La nostra realtà sociologica millenaria, il nostro intreccio di cultura e fede, l'Alevismo turco/turkmeno, senza dubbio respingerà anche questo attacco. Stiamo parlando del complotto postmoderno di Yazid, mascherato da Hussein, ordito contro l'Alevismo turco/turkmeno. Parliamo di un'operazione volta a spostare il centro spirituale dell'Alevismo turco/turkmeno da Hacı Bektaş, il cuore dell'Anatolia, a Berlino, e a trasferire la guida spirituale da Hacı Bektaş Veli a Hacı Hans Veli.
Le Cerimonie di Commemorazione e gli Eventi Culturali e Artistici di Hacı Bektaş Veli, tenutesi nei giorni 16-17-18 agosto, hanno mostrato ancora una volta i tentativi di alienare il nostro intreccio di cultura e fede millenario, l'Alevismo turco/turkmeno, dalle terre in cui è nato e dalla nazione che lo vive e lo mantiene vivo.
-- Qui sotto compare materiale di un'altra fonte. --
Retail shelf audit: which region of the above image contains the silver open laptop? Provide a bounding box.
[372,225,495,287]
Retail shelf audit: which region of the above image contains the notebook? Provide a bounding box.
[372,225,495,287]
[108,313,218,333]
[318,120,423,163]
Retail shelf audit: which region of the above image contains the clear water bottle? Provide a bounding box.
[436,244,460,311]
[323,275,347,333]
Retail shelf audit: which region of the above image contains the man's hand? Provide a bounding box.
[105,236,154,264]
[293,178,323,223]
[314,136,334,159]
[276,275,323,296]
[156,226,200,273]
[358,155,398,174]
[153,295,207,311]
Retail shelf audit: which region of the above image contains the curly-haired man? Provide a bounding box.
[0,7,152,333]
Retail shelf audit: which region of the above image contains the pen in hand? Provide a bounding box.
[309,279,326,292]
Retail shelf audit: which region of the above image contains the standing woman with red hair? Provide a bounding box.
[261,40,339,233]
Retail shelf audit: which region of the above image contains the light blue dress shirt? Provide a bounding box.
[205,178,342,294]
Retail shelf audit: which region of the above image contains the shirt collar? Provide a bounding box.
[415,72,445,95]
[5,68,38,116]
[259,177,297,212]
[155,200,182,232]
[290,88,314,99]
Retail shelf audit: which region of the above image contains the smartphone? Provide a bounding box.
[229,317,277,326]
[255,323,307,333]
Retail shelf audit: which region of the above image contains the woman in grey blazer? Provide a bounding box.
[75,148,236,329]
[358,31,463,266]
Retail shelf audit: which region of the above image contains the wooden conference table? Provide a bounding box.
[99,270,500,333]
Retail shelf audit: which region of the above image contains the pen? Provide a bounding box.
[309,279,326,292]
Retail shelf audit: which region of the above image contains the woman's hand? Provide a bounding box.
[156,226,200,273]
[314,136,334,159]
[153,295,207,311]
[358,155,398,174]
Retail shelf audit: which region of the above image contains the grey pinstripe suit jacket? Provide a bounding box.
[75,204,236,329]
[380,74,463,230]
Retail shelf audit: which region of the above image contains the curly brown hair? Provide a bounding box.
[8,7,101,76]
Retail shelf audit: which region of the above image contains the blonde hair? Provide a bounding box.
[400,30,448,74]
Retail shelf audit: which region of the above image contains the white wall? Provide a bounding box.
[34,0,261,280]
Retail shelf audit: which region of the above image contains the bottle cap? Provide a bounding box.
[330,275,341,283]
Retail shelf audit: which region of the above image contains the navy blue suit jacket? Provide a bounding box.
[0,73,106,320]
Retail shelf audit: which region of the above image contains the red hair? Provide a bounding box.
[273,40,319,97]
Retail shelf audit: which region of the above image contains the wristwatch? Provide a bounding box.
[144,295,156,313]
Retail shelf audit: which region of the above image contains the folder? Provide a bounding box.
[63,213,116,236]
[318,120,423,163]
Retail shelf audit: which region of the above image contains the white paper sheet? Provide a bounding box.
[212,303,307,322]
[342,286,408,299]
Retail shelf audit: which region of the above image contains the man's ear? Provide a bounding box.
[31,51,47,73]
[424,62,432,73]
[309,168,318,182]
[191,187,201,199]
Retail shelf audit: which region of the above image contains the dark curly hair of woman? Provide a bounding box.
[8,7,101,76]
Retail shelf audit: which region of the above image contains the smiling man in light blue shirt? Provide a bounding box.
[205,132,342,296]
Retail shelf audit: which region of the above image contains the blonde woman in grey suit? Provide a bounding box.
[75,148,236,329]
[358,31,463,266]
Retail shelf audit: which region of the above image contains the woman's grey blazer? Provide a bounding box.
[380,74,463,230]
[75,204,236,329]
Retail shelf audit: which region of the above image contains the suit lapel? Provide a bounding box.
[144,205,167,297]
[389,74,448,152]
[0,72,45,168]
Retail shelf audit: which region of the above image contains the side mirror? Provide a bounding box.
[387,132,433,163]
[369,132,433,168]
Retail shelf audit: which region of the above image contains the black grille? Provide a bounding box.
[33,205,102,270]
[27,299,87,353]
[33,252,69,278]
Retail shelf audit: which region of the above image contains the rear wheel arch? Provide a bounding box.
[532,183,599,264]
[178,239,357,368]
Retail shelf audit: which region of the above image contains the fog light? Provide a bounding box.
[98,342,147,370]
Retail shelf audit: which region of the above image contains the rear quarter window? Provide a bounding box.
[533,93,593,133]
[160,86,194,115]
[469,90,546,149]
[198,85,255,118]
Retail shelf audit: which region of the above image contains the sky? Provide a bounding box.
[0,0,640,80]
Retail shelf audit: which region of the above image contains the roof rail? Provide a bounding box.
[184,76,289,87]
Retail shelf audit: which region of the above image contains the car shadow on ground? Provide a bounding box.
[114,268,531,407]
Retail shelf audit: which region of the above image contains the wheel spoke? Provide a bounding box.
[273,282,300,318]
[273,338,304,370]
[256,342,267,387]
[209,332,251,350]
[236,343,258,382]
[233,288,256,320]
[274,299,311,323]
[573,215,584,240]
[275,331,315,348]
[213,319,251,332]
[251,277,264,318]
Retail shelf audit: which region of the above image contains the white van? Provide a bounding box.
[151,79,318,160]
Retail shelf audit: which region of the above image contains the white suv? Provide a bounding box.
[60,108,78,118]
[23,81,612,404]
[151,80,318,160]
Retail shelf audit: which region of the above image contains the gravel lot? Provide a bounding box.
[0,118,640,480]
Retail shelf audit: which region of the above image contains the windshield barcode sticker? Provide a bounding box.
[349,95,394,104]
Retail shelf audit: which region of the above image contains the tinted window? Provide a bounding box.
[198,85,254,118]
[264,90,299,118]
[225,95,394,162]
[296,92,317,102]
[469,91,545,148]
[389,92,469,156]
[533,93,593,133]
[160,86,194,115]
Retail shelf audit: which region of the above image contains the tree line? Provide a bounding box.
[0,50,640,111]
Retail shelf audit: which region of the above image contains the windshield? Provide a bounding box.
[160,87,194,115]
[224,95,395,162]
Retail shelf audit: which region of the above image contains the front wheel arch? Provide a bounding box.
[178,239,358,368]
Bisogna prestare attenzione ai progressi compiuti nel trasformare una fede e una cultura uniche, la nostra realtà sociologica millenaria, in un prodotto sintetico anti-repubblicano e anti-turco.
Il centro spirituale dell'Alevismo turco/turkmeno è Hacı Bektaş (Sulucakarahöyük), la sua guida spirituale, la sua fonte originaria, è la nazione turkmena Hacı Bektaş Veli. Oltre a essere il nostro intreccio di cultura e fede, è una sintesi distillata dell'identità turca e dei valori turchi. Non bisogna sottovalutare il caos che si vuole creare in questo oceano di fede, composto da confraternite, lignaggi, dede e seguaci, sia all'interno che all'esterno del Paese, che riconoscono Sulucakarahöyük come centro spirituale e Hacı Bektaş come guida spirituale.
I massacri pianificati nei centri imperiali e attuati sul campo a Çorum, Kahramanmaraş e Sivas Madımak, miravano a strappare la fede di queste terre alla sua patria. Mentre gli organizzatori delle provocazioni che descriviamo indicano la Repubblica di Turchia come responsabile dei massacri avvenuti, bisognerebbe riflettere sul perché, nonostante le insistenti richieste del tribunale, non restituiscano alla Turchia alcuni dei piromani responsabili di Madımak che ospitano nei loro paesi.
È necessario sapere che i discorsi filo-aleviti tenuti durante le cerimonie di Hacı Bektaş dai dirigenti del partito separatista, che dà il nome di Seyh Sait — leader della rivolta curdo-sciaraitica sostenuta dagli inglesi contro la Repubblica — alle strade, che critica Losanna e glorifica Sèvres, non hanno altro significato se non quello della taqiyya. È chiaro che la strategia di coloro che non osservano il minuto di silenzio durante l'Inno Nazionale nei confronti dell'Alevismo turco/turkmeno mira a creare alleati per l'organizzazione terroristica separatista. Tali demagogie, volte a nascondere l'approccio ostile verso l'Alevismo da parte di İdris-i Bitlisi, ideologo e autore della fatwa del massacro dei turkmeni nel XVI secolo, di Seyh Sait, oppositore della Repubblica e del laicismo, e dei signori feudali e proprietari terrieri che trattavano i contadini poveri come schiavi, saranno senza dubbio sventate dalle anime che hanno attraversato molte esperienze.
Lasciamo perdere la demagogia della "cittadinanza egualitaria" e l'insidia di aggiungere i nostri cittadini provenienti dalla fede e dalla cultura alevita come ultimo vagone al convoglio separatista etnico. Tuttavia, chiediamolo anche alla persona che siede sulla poltrona di Atatürk. Certamente sì all'uguaglianza dei cittadini, ma non sapete davvero che il discorso della "Cittadinanza Egualitaria" è uno slogan ingannevole del separatismo etnico, volto a gettare il Paese in un caos etnico e confessionale come in Libano, Iraq e Siria, o lo dite consapevolmente?
Ci sono momenti decisionali in cui le nazioni arrivano a un bivio. Le decisioni prese in tali momenti prendono il loro posto nella storia come una scelta tra esistenza e non esistenza. Non bisogna dimenticare che il complotto ordito contro la Turchia e la nazione turca su base confessionale, il Yazidismo mascherato da Hussein, non è altro che una bussola fuorviante per il massacro postmoderno diretto contro il nostro Alevismo.